Black America used to be pretty grumpy, too. As recently as September, a Washington Post-ABC News poll found that 58 percent of black voters held a “strongly favorable” view of Obama, down from 83 percent five months earlier.

Enter the whisperer in chief.

“Shake it off. Stop complaining. Stop crying,” Obama said during a speech at the Congressional Black Caucus awards dinner in the District a few days after the poll came out.

OK, so it wasn’t exactly a whisper. But it worked. Obama’s approval rating among blacks quickly went up to 95 percent, pretty much where it was when he was voted into office as the nation’s first black president in 2008.

Coo, baby, coo.

At an event on the White House lawn in June, a baby whom first lady Michelle Obama was holding started to cry. The president turned to the infant and asked, “You OK, baby?” He leaned in closer and seemed to have heard through the wailing a syllable and a tone which he deciphered as: “Awww nawww.”

The baby had spoken; Obama had heard the cry. And as soon as Michelle handed the child over to him, the crying stopped. The audience was awestruck but then broke into laughter when Obama gave his wife one of those “let me show you how it’s done” kind of looks.

“A lot of people talk about Obama in the political area as being too calm, but little attention is paid to his calming influence,” said Melinda Blau, a journalist who, with the late Tracy Hogg, wrote the book “Secrets of the Baby Whisperer: How to Calm, Connect and Communicate With Your Baby.”

Blau and I chatted by phone while looking at photographs of Obama holding babies, which are posted on the Web site yeswecanholdbabies.wordpress.com.

“I know Obama is politically savvy, but what I’m seeing goes beyond all of that,” Blau said. “He is showing a capacity for deep caring, listening and respect, and the response from the babies shows that it is genuine and not fake, more than a photo op.”
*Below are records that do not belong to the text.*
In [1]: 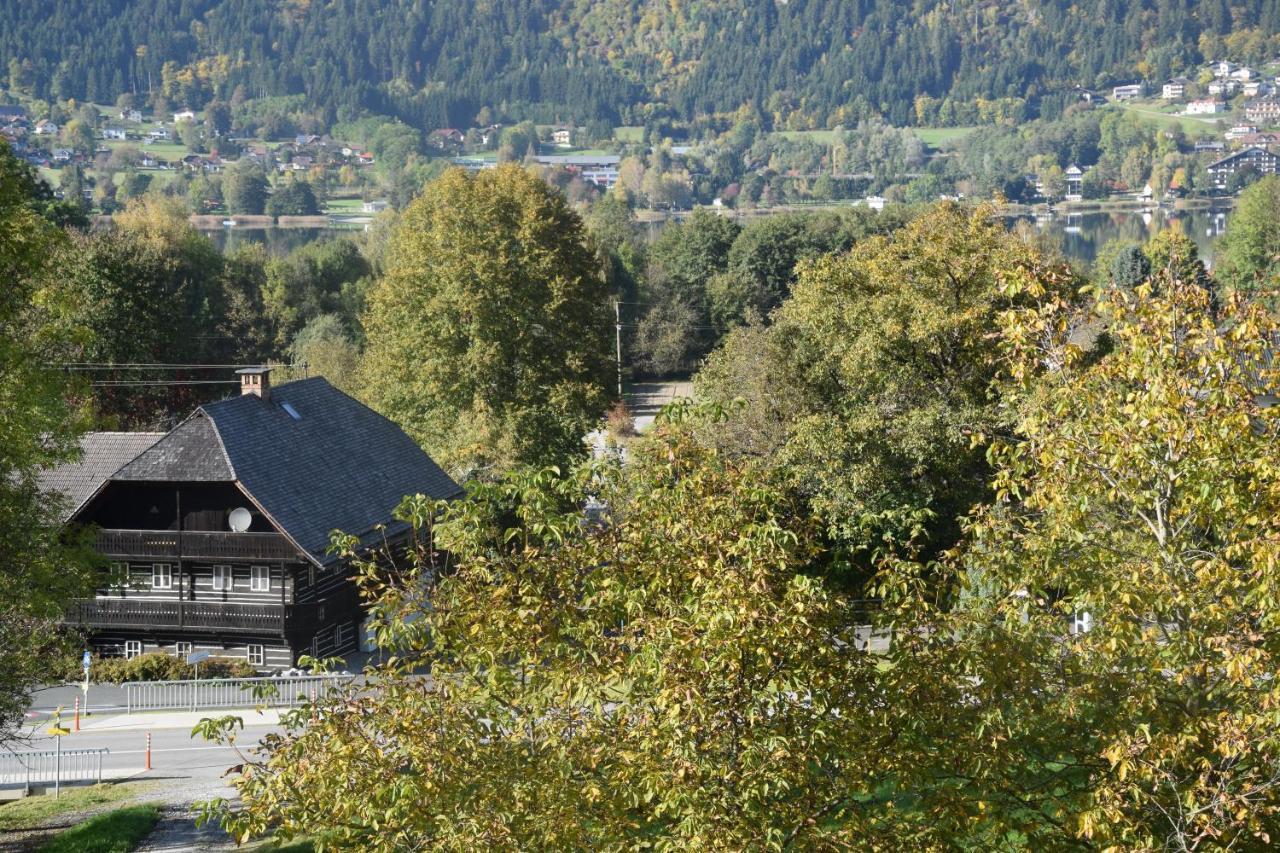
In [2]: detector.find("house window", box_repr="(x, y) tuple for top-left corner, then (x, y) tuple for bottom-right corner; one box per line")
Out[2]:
(1071, 610), (1093, 634)
(248, 566), (271, 592)
(214, 566), (232, 592)
(106, 562), (129, 592)
(151, 562), (173, 589)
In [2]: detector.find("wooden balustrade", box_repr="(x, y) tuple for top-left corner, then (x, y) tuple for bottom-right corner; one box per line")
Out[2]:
(96, 529), (300, 560)
(67, 598), (315, 634)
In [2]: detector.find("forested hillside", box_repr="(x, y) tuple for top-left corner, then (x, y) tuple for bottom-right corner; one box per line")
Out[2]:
(10, 0), (1280, 128)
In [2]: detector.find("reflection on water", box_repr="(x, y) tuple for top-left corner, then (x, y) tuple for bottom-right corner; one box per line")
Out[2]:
(1009, 209), (1230, 265)
(197, 209), (1230, 266)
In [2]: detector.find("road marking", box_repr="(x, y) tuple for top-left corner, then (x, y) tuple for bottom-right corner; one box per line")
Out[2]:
(97, 747), (234, 756)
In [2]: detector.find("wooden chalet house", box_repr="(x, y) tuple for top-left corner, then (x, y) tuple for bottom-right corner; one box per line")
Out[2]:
(45, 368), (462, 671)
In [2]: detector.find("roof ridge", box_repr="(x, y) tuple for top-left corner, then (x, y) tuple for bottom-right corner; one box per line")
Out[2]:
(194, 401), (239, 483)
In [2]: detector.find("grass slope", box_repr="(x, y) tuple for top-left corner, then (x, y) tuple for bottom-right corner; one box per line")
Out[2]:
(0, 785), (137, 833)
(41, 803), (160, 853)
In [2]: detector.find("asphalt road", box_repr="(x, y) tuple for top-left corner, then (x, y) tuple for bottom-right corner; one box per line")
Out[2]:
(26, 726), (278, 777)
(28, 684), (124, 717)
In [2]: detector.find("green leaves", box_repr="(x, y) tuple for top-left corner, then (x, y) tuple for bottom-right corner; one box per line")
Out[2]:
(361, 165), (614, 476)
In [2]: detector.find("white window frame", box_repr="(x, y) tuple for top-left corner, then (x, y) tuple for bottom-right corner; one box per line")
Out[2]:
(1071, 610), (1093, 634)
(106, 560), (129, 592)
(151, 562), (173, 589)
(248, 566), (271, 592)
(210, 566), (236, 592)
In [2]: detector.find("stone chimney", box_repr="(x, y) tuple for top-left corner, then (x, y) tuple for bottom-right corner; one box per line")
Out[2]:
(236, 368), (271, 400)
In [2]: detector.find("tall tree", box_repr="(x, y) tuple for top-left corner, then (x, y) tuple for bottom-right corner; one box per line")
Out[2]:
(206, 414), (892, 850)
(0, 145), (88, 739)
(698, 204), (1073, 565)
(1215, 175), (1280, 291)
(880, 282), (1280, 850)
(223, 160), (268, 215)
(362, 165), (614, 473)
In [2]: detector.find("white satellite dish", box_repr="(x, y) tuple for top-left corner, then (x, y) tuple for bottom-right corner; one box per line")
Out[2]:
(227, 506), (253, 533)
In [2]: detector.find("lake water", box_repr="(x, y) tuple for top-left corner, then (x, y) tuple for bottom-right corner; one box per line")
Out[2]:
(197, 203), (1230, 266)
(1009, 209), (1230, 265)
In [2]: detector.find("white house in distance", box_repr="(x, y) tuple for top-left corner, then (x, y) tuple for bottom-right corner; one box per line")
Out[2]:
(1244, 99), (1280, 124)
(1210, 59), (1238, 77)
(1111, 83), (1147, 101)
(1160, 77), (1190, 101)
(1064, 163), (1084, 201)
(1206, 147), (1280, 190)
(1187, 97), (1226, 115)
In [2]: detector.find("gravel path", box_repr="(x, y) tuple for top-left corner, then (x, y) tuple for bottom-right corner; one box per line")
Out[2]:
(138, 774), (236, 853)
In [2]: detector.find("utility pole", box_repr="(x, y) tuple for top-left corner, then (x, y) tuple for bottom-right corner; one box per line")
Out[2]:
(613, 300), (622, 400)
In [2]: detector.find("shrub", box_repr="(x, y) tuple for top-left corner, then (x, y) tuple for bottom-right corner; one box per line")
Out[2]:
(69, 652), (257, 684)
(604, 400), (636, 441)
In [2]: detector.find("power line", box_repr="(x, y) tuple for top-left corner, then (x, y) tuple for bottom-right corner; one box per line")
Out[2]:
(90, 379), (239, 388)
(57, 361), (270, 370)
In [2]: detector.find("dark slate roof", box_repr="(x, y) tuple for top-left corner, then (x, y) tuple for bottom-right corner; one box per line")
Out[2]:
(111, 410), (236, 483)
(207, 377), (462, 562)
(38, 433), (164, 517)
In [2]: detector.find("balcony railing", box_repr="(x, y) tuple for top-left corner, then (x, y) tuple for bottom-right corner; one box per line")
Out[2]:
(97, 529), (298, 560)
(67, 598), (315, 634)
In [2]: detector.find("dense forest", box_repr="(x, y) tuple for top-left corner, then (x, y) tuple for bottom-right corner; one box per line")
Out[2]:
(0, 0), (1280, 129)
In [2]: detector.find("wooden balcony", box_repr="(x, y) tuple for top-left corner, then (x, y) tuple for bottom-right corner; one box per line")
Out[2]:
(96, 530), (300, 560)
(65, 598), (315, 635)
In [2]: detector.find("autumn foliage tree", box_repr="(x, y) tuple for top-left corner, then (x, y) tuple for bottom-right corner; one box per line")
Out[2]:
(880, 282), (1280, 850)
(362, 165), (614, 474)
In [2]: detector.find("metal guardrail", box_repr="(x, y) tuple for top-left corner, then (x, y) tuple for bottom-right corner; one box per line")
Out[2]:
(120, 675), (355, 713)
(0, 749), (110, 792)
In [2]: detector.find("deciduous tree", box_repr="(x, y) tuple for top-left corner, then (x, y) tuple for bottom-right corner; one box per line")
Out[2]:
(362, 165), (614, 473)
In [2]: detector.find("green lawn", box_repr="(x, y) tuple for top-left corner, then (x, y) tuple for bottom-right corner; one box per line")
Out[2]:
(324, 199), (365, 214)
(774, 131), (838, 145)
(776, 127), (977, 149)
(915, 127), (978, 149)
(41, 803), (160, 853)
(0, 785), (138, 833)
(1117, 101), (1231, 134)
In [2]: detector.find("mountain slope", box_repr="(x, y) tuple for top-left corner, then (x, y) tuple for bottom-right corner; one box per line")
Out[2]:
(0, 0), (1280, 127)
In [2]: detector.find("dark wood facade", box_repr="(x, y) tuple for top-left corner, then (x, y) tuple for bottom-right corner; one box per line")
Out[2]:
(49, 369), (461, 671)
(68, 483), (362, 670)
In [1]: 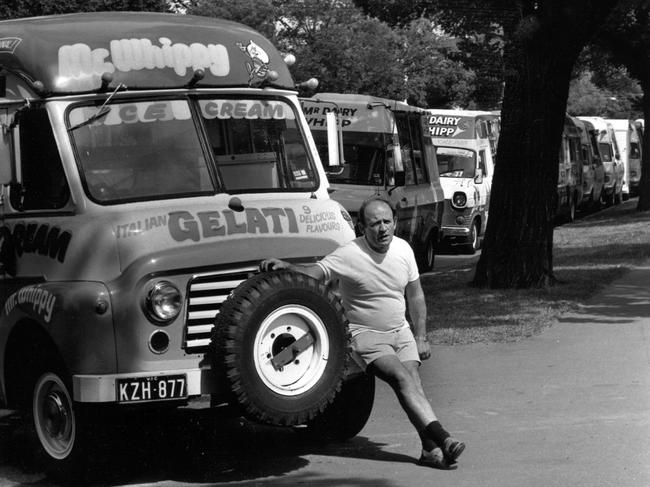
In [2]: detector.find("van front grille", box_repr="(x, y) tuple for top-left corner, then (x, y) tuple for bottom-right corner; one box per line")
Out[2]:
(183, 267), (257, 353)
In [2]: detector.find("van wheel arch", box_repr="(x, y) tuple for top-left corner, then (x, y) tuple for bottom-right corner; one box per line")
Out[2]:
(415, 225), (440, 273)
(4, 320), (66, 410)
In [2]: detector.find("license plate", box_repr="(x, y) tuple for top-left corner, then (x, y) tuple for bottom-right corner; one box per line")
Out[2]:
(116, 374), (187, 402)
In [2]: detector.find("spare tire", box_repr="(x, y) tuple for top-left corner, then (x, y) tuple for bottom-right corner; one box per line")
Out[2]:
(211, 270), (349, 426)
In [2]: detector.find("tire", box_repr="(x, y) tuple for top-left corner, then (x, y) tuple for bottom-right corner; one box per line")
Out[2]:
(31, 367), (97, 479)
(417, 232), (438, 273)
(211, 271), (349, 426)
(304, 374), (375, 441)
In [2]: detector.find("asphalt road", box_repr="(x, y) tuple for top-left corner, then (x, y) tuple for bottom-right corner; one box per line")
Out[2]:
(0, 255), (650, 487)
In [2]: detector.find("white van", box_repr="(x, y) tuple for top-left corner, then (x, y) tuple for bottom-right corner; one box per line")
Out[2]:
(571, 117), (605, 209)
(301, 93), (444, 271)
(607, 119), (641, 199)
(628, 121), (643, 195)
(578, 117), (628, 203)
(427, 109), (498, 253)
(0, 12), (368, 479)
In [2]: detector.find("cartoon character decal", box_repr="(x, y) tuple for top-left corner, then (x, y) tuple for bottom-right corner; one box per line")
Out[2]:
(237, 41), (270, 83)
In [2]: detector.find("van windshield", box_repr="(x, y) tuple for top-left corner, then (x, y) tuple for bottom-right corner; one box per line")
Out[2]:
(436, 147), (476, 178)
(68, 99), (317, 203)
(598, 142), (613, 162)
(312, 130), (390, 186)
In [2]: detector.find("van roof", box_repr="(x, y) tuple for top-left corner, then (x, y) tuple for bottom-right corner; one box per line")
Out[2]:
(427, 108), (500, 118)
(303, 93), (425, 113)
(0, 12), (294, 96)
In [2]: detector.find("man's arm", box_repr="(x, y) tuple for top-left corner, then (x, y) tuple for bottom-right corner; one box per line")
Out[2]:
(406, 278), (431, 360)
(260, 257), (325, 281)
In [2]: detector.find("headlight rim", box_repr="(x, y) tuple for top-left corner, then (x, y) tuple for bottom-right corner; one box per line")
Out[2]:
(143, 280), (183, 326)
(451, 191), (467, 210)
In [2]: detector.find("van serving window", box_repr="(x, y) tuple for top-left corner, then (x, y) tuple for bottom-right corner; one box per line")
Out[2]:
(199, 98), (318, 192)
(9, 108), (70, 211)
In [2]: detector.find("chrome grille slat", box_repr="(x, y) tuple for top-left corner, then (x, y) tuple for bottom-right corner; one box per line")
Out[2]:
(183, 267), (257, 353)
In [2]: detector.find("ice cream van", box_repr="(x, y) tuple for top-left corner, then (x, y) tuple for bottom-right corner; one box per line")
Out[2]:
(578, 117), (629, 203)
(563, 117), (605, 209)
(427, 109), (495, 253)
(301, 93), (444, 272)
(607, 119), (642, 198)
(0, 13), (374, 473)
As for the rest of Obama’s progressive supporters, many are still burping up their discontents. And none will be completely satisfied until Obama comes up with a good bedtime story. Tell us again, Mr. President, the one about why we should vote for you.

Obama could start by reading from the transcript of what retiring Rep. Barney Frank, D-Mass., said Dec. 18 on ABC News’ “This Week With Christiane Amanpour”:

“I understand the appeal of tax cuts, but in my years of government, I have never seen a tax cut put out a fire. I have never seen a tax cut build a bridge or clean up a toxic atmosphere.”

Dr. Seuss couldn’t have said it better.

Courtland Milloy wrote this for The Washington Post.